This is what can be improved or is not working:
- Bluetooth volume control on some devices doesn't work. As far as I can tell, this is a limitation in Bluez 5 or possibly in the bluetooth implementations on some phones. In fact, I couldn't get volume control to work for iPhone 5 which is one of the reasons I wanted Airplay support.
- Airplay connect/disconnect announcement. I haven't found a way to do this yet. There is nothing in the Shairplay logs to indicate a device connection. There is plenty about playback, meta data, etc but nothing about the connection. Please help me to figure this out! Leave comments.
- Sound quality.

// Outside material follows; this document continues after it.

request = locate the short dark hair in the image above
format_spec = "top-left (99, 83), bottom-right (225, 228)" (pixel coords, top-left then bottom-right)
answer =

I will try a USB soundcard and probably the hifi-addon board.
- With Bluez 5 I have access to meta data and playback control but I haven't figured out what to do with it yet. I am pretty happy using the phone display for all that. For a brief moment I wanted to make a script to have the speech-script announce track and artist but I think that would start driving me nuts after about three songs. I thought about adding a display but for my application I am hiding the device.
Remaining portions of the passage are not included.